Many of the system deficiencies in FY2019 carried over from FY2018. The OIG report noted that the persistent problems could be due to a variety of factors including: lack of centralized procedures; failure to address risks and recommendations in newly designed controls; insufficient governance; and a lack of time to implement risk mitigation strategies.
OIG first raised concerns with OPM’s security management procedures, saying the agency lacks an understanding of all devices and control on its systems, and therefore cannot provide comprehensive security oversight or risk mitigation. That lack of insight also increases the possibility of unauthorized access to sensitive information, and puts financial systems at risk of being compromised. To improve security management, OIG made five recommendations:
- Review and update System Security Plans and Authority to Operate Packages;
- Enhance the processes in place to track inventory of OPM systems;
- Implement a system that tracks the employment status of OPM contractors;
- Assign specific individuals to oversee and monitor Plans of Actions and Milestones to ensure that security weaknesses are remediated in a timely manner; and
- Establish a way to document users with significant information system responsibility to ensure that appropriate training is completed.
OPM also struggles to keep up with authorization of new hires and reassignments, the report states. Without proper authorization, employees may not be able to access functions that are necessary to perform their job duties. Users with too much access, on the other hand, increase the risk of unauthorized transactions. OIG made several recommendations to OPM to fix logical access issues including:
- Implement two-factor authentication for applications;
- Establish a way to document all users who have access to systems and users who have had their access revoked;
- Configure password and inactivity parameters to align with agency policies; and
- Perform a periodic review of personnel with access to information systems.

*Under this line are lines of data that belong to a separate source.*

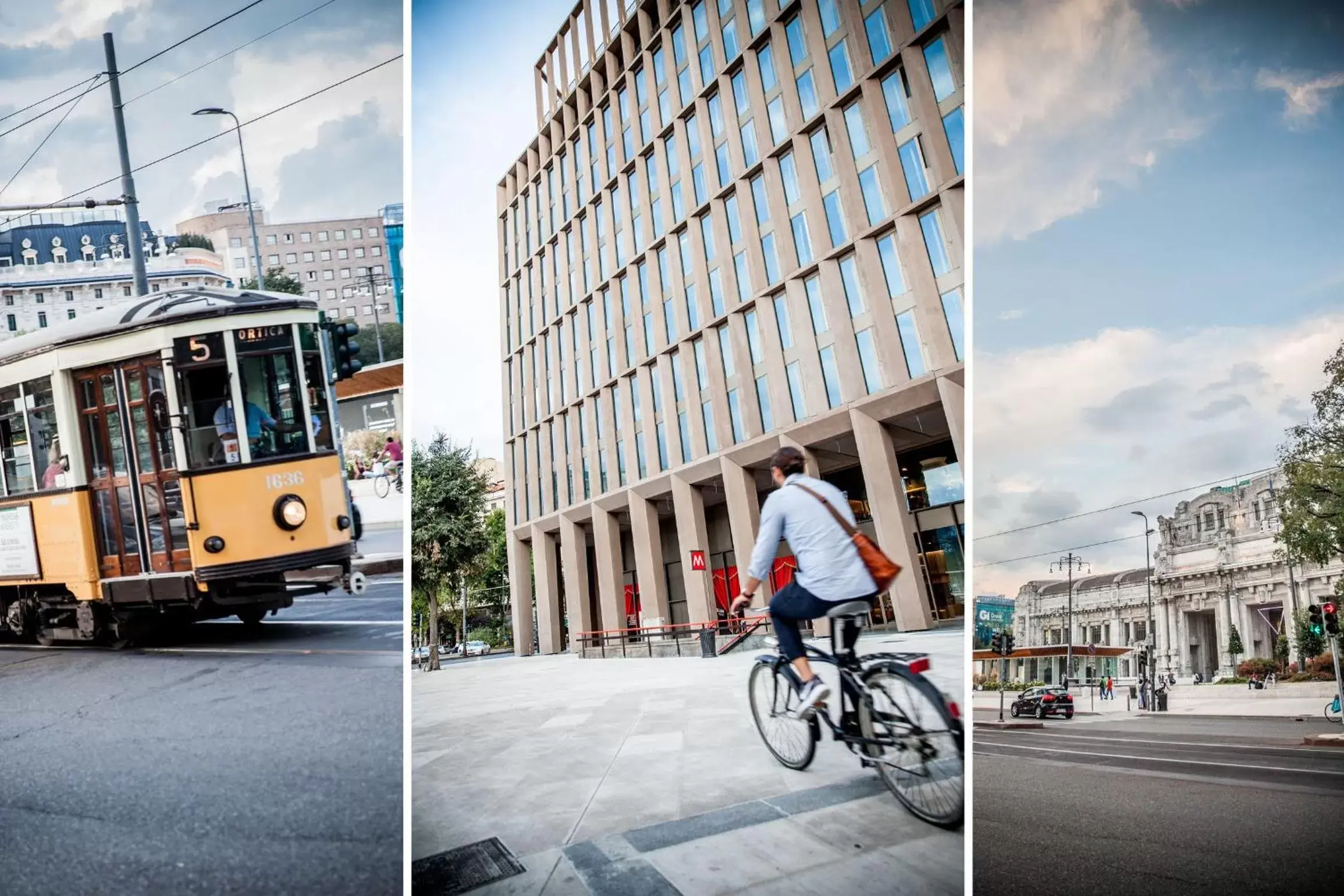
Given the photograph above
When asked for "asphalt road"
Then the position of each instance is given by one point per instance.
(1156, 805)
(211, 760)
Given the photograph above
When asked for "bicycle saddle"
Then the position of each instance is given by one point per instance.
(850, 609)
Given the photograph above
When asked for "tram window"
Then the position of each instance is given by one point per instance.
(15, 450)
(315, 378)
(271, 392)
(29, 438)
(203, 389)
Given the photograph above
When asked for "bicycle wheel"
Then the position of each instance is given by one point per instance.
(774, 708)
(921, 755)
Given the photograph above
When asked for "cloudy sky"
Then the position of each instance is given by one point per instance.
(1158, 264)
(336, 155)
(475, 112)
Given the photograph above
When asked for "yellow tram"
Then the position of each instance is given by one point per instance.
(132, 489)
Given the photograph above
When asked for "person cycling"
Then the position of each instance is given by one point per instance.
(830, 568)
(392, 458)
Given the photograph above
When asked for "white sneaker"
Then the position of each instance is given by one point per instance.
(811, 694)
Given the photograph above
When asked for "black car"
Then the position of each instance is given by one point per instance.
(1043, 702)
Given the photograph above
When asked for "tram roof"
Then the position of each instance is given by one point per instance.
(170, 307)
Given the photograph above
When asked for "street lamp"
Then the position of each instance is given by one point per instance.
(252, 216)
(1151, 633)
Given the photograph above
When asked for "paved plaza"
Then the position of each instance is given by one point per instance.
(648, 776)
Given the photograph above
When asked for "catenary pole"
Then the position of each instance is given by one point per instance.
(136, 242)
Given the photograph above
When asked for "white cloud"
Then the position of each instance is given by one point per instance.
(1093, 108)
(259, 84)
(1123, 415)
(1304, 96)
(72, 22)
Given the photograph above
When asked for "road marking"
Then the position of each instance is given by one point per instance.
(1183, 762)
(1191, 743)
(291, 652)
(305, 623)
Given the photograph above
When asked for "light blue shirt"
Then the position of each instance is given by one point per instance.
(829, 563)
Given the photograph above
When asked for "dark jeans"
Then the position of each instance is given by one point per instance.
(792, 605)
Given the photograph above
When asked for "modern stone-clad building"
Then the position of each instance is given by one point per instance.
(1217, 564)
(738, 227)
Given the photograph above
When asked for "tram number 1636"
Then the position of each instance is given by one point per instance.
(284, 480)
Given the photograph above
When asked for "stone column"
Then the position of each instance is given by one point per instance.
(891, 520)
(606, 545)
(574, 568)
(521, 593)
(744, 521)
(692, 534)
(953, 409)
(648, 559)
(547, 593)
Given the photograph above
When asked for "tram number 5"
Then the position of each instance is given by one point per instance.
(284, 480)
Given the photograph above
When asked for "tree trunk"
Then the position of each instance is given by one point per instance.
(433, 631)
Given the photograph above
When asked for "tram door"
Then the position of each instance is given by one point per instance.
(133, 480)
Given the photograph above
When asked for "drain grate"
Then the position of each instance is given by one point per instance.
(464, 868)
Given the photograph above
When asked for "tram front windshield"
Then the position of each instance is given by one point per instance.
(273, 417)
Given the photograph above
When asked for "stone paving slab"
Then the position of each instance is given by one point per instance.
(553, 753)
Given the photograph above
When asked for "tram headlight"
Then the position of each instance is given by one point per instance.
(291, 512)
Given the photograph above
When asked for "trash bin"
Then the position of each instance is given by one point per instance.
(707, 642)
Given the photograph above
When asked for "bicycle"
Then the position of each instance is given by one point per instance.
(882, 730)
(383, 484)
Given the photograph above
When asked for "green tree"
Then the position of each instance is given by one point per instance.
(195, 241)
(1308, 642)
(1234, 644)
(448, 531)
(276, 281)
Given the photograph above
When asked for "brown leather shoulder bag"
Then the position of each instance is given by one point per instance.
(881, 567)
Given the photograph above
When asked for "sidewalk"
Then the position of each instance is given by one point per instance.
(601, 774)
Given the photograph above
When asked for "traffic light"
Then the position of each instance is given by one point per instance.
(1315, 620)
(346, 350)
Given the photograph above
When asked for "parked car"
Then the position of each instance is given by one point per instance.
(1043, 702)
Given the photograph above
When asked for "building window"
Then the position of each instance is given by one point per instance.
(956, 319)
(869, 360)
(911, 344)
(879, 41)
(940, 70)
(934, 245)
(795, 375)
(831, 375)
(955, 128)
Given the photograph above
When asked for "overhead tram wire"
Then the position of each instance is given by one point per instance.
(1046, 554)
(50, 133)
(191, 37)
(33, 105)
(1117, 507)
(202, 143)
(227, 54)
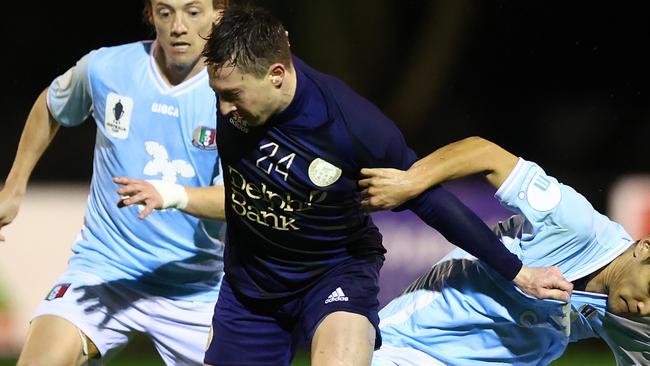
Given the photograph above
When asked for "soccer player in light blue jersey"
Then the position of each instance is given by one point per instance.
(460, 313)
(155, 116)
(302, 259)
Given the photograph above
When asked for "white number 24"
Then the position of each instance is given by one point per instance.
(281, 167)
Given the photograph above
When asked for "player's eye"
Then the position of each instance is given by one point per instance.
(194, 12)
(164, 13)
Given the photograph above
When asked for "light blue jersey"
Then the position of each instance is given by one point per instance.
(461, 312)
(145, 130)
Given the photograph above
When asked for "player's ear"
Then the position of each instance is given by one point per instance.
(276, 74)
(217, 16)
(642, 249)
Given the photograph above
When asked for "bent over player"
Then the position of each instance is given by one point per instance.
(462, 313)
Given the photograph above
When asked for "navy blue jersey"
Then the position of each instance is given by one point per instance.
(292, 199)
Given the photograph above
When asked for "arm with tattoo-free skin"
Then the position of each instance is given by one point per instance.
(204, 202)
(386, 188)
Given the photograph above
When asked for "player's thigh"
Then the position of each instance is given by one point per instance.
(52, 340)
(244, 334)
(343, 338)
(180, 330)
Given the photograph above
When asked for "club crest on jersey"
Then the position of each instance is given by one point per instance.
(57, 291)
(117, 116)
(205, 138)
(236, 120)
(323, 173)
(588, 311)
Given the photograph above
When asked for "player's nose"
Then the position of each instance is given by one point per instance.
(226, 107)
(178, 26)
(643, 308)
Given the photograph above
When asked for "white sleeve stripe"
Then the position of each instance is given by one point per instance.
(509, 184)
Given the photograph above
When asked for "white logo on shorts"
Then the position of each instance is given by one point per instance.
(337, 295)
(323, 173)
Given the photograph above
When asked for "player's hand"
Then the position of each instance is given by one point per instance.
(385, 188)
(9, 205)
(138, 192)
(544, 283)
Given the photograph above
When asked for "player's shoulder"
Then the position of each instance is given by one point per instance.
(127, 53)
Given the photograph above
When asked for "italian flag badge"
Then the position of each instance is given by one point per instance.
(57, 291)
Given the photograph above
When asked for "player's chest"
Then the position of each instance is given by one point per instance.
(298, 161)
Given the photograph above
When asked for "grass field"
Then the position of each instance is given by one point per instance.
(141, 353)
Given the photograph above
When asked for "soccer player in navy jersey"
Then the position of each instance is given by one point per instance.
(302, 258)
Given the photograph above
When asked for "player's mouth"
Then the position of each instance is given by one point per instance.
(180, 47)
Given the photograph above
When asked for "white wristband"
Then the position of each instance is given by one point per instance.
(173, 195)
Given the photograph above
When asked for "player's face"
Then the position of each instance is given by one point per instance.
(181, 29)
(253, 99)
(630, 292)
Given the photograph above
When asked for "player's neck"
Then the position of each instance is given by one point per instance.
(176, 74)
(600, 281)
(288, 90)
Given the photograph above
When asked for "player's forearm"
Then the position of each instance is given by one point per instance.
(466, 157)
(460, 226)
(206, 202)
(40, 128)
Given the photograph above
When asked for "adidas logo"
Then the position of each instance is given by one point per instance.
(337, 295)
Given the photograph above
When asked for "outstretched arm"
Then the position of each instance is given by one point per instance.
(389, 188)
(386, 188)
(40, 128)
(205, 202)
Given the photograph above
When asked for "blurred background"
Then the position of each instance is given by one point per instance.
(564, 84)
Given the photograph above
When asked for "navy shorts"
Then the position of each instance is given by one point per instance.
(267, 332)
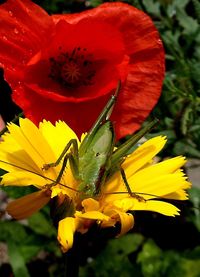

Lastly, the lack of configuration management procedures at OPM leaves the agency susceptible to unauthorized changes to the information systems environment, OIG reported. As a result, changes could go unrecognized and undermine the financial review and approval process. OIG provided five recommendations to OPM for improving configuration management:
- Establish a method to systematically track all configuration items that are migrated to production;
- Separate users with the ability to develop and migrate changes to production;
- Conduct post-implementation reviews to validate the authorization of changes;
- Require mandatory security configuration settings; and
- Update patch management procedures to reflect current operation conditions.
OPM concurred with the OIG recommendations and said it would implement a corrective action plan in the new fiscal year.